I also found the following comment:

with an omnikey 5321 I get DESFire ATR 3B8180018080 UID 04 52 2E AA 47 23 80 90 00 [from apdu FFCA000000] All other apdu give 917E unknown error

This explains my error code and gives me another hint, FFCA000000 looking quite similar to my other Mifare 1k string. So with FFCA000000 I get a 9 byte response that seem to contain the UID. Interestingly, the FFCA000000 code also works with the 1k cards, so maybe my solution is just to change the last 04 to 00 and deal with responses of different length.

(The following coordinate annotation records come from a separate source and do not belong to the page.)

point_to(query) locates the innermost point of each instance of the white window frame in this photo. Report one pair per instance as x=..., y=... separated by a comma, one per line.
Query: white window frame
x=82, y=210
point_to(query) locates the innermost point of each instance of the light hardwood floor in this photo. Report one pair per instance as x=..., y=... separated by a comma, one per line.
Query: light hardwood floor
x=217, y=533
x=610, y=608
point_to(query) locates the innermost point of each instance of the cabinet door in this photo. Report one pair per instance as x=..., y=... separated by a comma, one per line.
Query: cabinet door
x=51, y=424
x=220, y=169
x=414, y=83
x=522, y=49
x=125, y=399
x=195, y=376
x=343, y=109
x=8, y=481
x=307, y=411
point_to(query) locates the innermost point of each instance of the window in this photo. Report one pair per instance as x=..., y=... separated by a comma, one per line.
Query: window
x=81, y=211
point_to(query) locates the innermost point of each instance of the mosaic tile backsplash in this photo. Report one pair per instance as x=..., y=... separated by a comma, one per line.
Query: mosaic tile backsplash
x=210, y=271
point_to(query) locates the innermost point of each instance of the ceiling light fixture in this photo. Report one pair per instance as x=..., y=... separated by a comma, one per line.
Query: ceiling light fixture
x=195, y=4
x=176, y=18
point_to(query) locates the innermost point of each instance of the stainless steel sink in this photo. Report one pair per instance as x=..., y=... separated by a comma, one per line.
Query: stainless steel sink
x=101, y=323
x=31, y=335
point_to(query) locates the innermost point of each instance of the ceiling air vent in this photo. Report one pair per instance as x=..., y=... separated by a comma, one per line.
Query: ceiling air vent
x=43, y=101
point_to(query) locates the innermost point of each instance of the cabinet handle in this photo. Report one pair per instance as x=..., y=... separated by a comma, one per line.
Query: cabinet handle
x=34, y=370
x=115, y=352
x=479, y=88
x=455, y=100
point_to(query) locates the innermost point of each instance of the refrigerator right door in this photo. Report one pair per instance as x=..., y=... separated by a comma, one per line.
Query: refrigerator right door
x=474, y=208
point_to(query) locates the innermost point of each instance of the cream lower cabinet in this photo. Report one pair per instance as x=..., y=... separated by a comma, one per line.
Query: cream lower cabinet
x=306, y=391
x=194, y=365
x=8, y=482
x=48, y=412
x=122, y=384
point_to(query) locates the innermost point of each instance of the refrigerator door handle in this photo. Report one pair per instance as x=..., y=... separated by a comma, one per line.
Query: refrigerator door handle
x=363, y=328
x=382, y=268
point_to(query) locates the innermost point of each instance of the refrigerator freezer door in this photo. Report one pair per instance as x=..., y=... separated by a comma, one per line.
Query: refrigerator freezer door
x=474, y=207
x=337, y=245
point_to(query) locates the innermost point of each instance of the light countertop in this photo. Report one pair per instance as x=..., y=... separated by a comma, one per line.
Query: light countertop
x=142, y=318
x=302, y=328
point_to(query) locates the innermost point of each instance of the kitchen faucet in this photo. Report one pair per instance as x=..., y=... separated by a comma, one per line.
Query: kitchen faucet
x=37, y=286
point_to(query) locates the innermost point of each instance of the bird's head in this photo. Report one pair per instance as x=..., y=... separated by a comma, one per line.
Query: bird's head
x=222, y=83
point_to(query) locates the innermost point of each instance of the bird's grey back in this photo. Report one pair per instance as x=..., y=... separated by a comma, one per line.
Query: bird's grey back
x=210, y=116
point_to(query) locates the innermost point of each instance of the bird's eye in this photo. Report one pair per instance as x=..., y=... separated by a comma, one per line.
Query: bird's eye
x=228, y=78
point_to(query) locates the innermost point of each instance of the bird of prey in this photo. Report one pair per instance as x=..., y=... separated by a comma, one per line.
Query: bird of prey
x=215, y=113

Right?

EDIT 3:

It seems the penny has dropped... 0x04 = 4 bytes response = too small for a 7 byte UID = response 917E = buffer too small :-)

Upvotes: 0

Views: 8628

Answers (3)

Marc
Marc

Reputation: 21

Cla=ff commands are pcsc part 3 commands. Ins=ca should work with any cl reader that is pcsc 2.0x compliant

Upvotes: 2

Matthias Wuttke
Matthias Wuttke

Reputation: 2032

This code seems to work:

        int rc = Communicate(new byte[] { 0xff, 0xca, 0x00, 0x00, 0x00 }, ref uid);
        if (rc != 0)
            throw new Exception("failure: " + rc);

        int rc1 = uid[uid.Length-2], rc2 = uid[uid.Length-1];

        if (rc1 != 0x90 || rc2 != 0x00)
            throw new Exception("failure: " + rc1 + "/" + rc2);

        byte[] result = new byte[uid.Length - 2];
        Array.Copy(uid, result, uid.Length - 2);
        return result;

Any comments?

Upvotes: 3

Maarten Bodewes
Maarten Bodewes

Reputation: 93968

Try the "Native wrapped" version of the first link you supplied instead. Your interface expects ISO 7816-4 style APDU's (as it returns an ISO 7816-4 status word meaning wrong length).